Opinion from global food and drink experts, Zenith Global
Header

What do smoothies and energy drinks have in common ?

They’re both non-alcoholic drinks. They’re relatively expensive. Portion sizes are often small. Both have benefits.

Yet smoothies are proudly natural, while energy drinks are rarely so. One is thick, the other thin. One is marketed because of taste, the other sometimes despite it. One is consumed earlier in the day, the other later.

Anything else ? Yes. Have you noticed the similarity in their market dynamics ? Energy drinks shot up when one brand led the way and most others copied it. As with Red Bull, so with Innocent. There have been an amazing number of me-toos as well as me-too-leapfrogs in countries where the brand leaders had yet to enter. Most fell, are falling or will fall by the wayside.

Brand leaders need competition, but above all competition that differentiates and takes the market forward. Hansen did that with Monster in the United States. The UK smoothie market has already floored a succession of heavyweights as well as lightweights.

Good luck to the genuine innovators, but beware the slipstream. Consumers want copyright not copycats.

So it’s happened. As predicted. Monster is now the top US energy drink brand by volume, with a 2007 all channel share of 28%. Red Bull is still way ahead by value, but its volume share is down to 27%.

There’s more activity from others too. Pepsi’s AMP and SoBe are on 9%; Coke’s Full Throttle, Fuze NOS, Tab Energy and Glacéau Vitamin Energy are at 10%; and Coke partner Rockstar has jumped to 19%.

Overall, the market gained 29% to more than 5,000 million servings. I am indebted to Beverage Digest for the figures.

All brand leaders need real competition to keep consumers interested and markets alive. The United States is beginning to produce some serious new energy.

There are many reasons for Red Bull’s success. One of them has been its unity of purpose in a single product, a single can, a single message. Its best extensions have stayed close to the core – a sugar free variant, a larger can, but still with the same design and the single message.

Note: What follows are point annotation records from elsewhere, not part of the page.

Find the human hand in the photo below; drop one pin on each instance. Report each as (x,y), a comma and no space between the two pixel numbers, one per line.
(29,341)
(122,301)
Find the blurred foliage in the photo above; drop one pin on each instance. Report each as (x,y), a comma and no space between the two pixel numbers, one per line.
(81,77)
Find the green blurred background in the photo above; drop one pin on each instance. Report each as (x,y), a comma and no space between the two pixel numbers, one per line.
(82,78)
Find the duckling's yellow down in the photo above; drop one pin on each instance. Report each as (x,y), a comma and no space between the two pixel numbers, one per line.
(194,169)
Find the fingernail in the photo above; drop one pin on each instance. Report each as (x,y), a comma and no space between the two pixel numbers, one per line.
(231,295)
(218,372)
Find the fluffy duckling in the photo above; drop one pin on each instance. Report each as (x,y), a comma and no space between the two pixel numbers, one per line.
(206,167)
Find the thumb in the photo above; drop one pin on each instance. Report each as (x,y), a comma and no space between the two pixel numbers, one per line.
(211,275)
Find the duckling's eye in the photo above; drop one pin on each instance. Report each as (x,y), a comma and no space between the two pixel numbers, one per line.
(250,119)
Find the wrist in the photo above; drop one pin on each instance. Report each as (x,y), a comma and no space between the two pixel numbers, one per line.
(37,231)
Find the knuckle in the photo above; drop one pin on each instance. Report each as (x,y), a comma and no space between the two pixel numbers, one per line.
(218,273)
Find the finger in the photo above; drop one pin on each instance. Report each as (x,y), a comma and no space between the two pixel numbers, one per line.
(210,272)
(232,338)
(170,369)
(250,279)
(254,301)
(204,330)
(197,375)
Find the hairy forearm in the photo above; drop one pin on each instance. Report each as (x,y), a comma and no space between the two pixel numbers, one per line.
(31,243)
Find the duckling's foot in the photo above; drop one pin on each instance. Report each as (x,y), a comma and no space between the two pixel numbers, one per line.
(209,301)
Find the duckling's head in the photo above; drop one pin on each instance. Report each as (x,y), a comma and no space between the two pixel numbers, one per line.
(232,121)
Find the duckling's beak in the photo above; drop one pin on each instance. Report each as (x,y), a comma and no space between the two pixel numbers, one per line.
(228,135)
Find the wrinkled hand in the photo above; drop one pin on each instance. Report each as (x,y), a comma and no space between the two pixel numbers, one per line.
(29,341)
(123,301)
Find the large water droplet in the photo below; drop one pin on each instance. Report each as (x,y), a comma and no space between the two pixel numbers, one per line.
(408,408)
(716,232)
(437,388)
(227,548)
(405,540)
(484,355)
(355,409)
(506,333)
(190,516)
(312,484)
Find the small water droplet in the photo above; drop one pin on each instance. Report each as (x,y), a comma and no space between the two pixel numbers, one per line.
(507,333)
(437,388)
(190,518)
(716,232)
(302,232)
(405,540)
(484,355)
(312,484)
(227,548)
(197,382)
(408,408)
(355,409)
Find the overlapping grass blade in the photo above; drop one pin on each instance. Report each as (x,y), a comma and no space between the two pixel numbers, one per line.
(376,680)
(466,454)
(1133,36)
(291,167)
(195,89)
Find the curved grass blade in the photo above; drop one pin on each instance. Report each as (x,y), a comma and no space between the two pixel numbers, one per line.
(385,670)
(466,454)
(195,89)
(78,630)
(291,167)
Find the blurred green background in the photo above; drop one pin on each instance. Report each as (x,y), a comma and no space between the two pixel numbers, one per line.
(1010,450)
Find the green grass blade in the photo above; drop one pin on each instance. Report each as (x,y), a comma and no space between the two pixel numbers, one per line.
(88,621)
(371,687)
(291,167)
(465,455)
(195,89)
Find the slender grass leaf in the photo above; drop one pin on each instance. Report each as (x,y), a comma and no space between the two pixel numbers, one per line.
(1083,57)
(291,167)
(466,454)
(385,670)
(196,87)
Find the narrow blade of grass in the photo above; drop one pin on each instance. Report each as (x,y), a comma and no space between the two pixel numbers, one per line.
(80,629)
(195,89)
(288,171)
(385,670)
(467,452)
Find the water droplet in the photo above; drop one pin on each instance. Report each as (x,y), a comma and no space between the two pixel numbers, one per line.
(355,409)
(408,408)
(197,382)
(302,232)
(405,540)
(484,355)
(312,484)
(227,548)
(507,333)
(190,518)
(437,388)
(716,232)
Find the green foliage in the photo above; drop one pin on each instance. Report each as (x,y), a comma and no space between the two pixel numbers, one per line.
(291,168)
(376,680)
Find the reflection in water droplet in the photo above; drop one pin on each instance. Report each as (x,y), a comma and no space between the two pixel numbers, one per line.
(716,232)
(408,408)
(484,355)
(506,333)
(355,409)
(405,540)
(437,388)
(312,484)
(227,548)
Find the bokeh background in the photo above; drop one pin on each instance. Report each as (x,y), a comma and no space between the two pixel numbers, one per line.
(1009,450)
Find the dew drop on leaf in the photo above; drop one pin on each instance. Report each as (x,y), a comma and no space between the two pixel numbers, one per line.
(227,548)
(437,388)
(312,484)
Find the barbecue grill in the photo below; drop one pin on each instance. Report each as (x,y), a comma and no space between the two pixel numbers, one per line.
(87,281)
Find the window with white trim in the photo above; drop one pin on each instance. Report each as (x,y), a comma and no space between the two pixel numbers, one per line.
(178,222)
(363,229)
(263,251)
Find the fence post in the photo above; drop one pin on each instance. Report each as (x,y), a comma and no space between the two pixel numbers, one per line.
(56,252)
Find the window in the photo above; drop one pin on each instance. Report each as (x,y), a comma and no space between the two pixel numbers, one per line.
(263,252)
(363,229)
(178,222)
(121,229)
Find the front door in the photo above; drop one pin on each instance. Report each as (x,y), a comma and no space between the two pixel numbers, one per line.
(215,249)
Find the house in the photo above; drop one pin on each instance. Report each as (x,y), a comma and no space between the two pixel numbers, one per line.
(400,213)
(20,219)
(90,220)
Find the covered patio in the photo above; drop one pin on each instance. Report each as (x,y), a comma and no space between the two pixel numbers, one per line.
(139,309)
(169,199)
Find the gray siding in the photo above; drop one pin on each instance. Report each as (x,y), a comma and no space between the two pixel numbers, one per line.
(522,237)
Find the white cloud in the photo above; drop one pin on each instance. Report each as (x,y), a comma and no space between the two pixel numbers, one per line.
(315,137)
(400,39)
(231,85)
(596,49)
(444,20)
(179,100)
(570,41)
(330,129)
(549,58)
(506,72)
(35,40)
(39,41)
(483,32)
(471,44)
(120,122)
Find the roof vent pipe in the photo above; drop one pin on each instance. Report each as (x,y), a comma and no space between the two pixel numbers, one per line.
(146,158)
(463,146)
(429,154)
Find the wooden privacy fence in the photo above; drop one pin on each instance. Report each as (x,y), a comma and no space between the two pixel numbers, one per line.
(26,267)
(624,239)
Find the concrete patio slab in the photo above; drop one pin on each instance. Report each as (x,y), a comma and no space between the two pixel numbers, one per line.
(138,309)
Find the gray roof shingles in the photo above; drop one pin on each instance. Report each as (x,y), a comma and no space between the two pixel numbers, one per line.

However generous one might be about the company’s occasional forays into other market sectors, they certainly distracted management and probably dented energy drinks growth. Carpe Diem, Lunaqua and Sabai have not exactly been crowning glories.

So, what should we make of Red Bull Simply Cola ?

To me, there are just too many contradictions. I like the idea of “natural” cola, but this is not a word that springs to mind for Red Bull. Cola is a big gulp, unsuited to a small can.

In the United States, Monster Energy is closing fast on Red Bull. 20 years ago Pepsi gained momentum when the other guy supposedly blinked. Is Red Bull blinking ? I hope not.

Nielsen’s ranking of 2007 winners and losers offers many insights.

  • Soft drinks is the largest category in UK grocery.
  • Cold drinks account for 17 of the top 100 brands and 5 of the top 15, led as ever by Coke.
  • 7 are carbonates including 2 energy drinks; 6 are fruit juices and drinks; 2 are waters; and 2 are dairy based.
  • Red Bull, Cravendale milk, Oasis and Capri-Sun sales all advanced by over 20% last year.
  • Innocent was the fastest growing, up 46% to £141 million, rising to no 33. It credits success to four key macro trends, well worth noting – health/wellbeing, indulgent/premium, convenience and ethical.

Red Bull celebrates its 20th anniversary this year. It has been an outstanding example of brand development and market leadership, creating a new premium opportunity and generating astonishing growth.

With 2006 sales of 2,600 million euros, its value could easily be over 10,000 million euros.

It has achieved this despite the challenge of very little real competition except in a limited number of countries.

Until now. A Californian brand called Monster could seize the retail crown in Red Bull’s largest market this year. Monster has learned from Red Bull’s successes such as edgy imagery and extreme sports sponsorship, but has also gone well beyond – most notably in double size cans at better value prices, but also with flavour and ingredient innovation.

The 2006 US retail volume figures show Red Bull charging ahead by 27%, but down 7 share points to a 30% share, against Hansen’s Monster and other brands roaring up by a fiery 88% and gaining 5 share points to a 27% share.

Hansen looks set to boost its overall business sales to well over US $1,000 million this year and has every chance of overtaking Red Bull.

Red Bull, meanwhile, has tightened its strategy, restructured its distribution and strengthened its team. So there will certainly be a locking of horns.

But nothing ever stands still in consumer marketing. As Red Bull defends its US stronghold, Monster has declared plans to expand internationally. Stimulating times.